Why are banks collapsing?

I think there are three main reasons why banks have been collapsing:

1. Gearing
Commercial companies should get at least half their funds from equity. Banks routinely operate with much, much less equity.

2. Matching
Borrowing periods should match the life of the assets they fund. Banks routinely borrow short-term to lend long-term.

3. Sensitive giants
Many large banks are too dependent on market and customer confidence for their health.

Solutions may include:
1. Increasing the minimum equity requirement
2. Monitoring average asset life to ensure it is commensurate with average borrowing period
3. Financial institutions may be forced into smaller saleable units

Item 1 is likely. Item 2 will probably be missed. Item 3 will probably not be taken up because there are too many vested interests in larger concerns. Even though small may be beautiful, large concerns are not in it to create beauty!

Sunday, September 14, 2008

Lehman Brothers in difficulties

Lehman Brothers, an investment bank based in New York, is in trouble.

Over the last 14 years, chief executive Dick Fuld (nickname The Gorilla), had transformed the bank into one of the most competitive on Wall Street.

Since 2004, Lehman Brothers has expanded rapidly into mortgage lending. Now it is stuck with around £40bn of commercial-property assets in a property slump, and significant exposure to debt trading in a credit crunch.

The share price has plummeted, from $60 in January, to $30 in June, and from $15 to $4 during September.

Last week Fuld announced a bold recovery plan, hoping the market would regain faith in the bank's prospects. But the share price seems to be continuing to fall.

Prospective buyers (e.g. Barclays) have said they would like government guarantees. But the U.S. government has a lot on its plate at the moment.

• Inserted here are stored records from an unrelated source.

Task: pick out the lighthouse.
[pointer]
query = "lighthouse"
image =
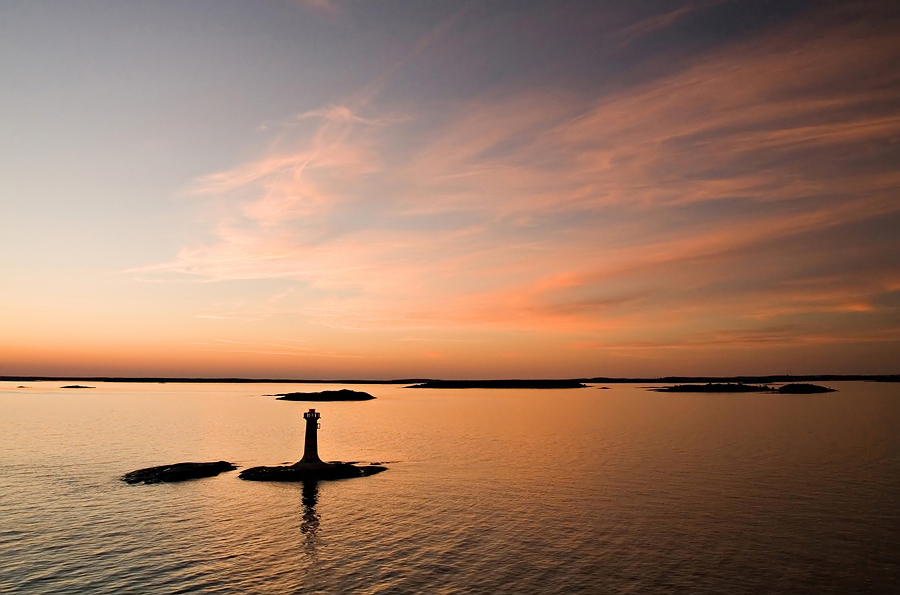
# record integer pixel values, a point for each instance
(311, 446)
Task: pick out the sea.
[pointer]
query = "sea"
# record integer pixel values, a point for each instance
(613, 489)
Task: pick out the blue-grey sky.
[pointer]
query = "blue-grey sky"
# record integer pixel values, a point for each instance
(335, 188)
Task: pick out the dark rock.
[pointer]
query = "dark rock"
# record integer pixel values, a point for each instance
(801, 388)
(714, 387)
(310, 472)
(500, 384)
(327, 395)
(177, 472)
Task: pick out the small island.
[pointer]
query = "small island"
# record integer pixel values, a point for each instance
(311, 471)
(500, 384)
(739, 387)
(177, 472)
(714, 387)
(327, 395)
(311, 468)
(802, 388)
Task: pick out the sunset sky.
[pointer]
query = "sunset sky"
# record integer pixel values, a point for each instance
(336, 189)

If no buyer comes forward, it remains to be seen how long Lehman Brothers can survive.

Friday, September 12, 2008

XL Leisure Group goes into administration

XL Leisure Group plc, the third-largest player in the UK holiday market, has run out of funds.

Today the group went into administration, which means it applied for court protection from its creditors to see what can be saved. In all, eleven companies are listed on the Group's announcement. Four individuals have been appointed by the court to run the companies' affairs.

The first decision the administrators had to make was: should the group continue trading? Their decision was no. All aeroplanes have been grounded, and all flights cancelled. Once a business becomes unviable, total collapse is usually quite quick, because no-one wants to trade with it.

The group had grown quickly since a management buyout in 2006. Fast-growing companies need a lot of cash to grow, and so are particularly vulnerable in a downturn if their bankers decide to call it a day.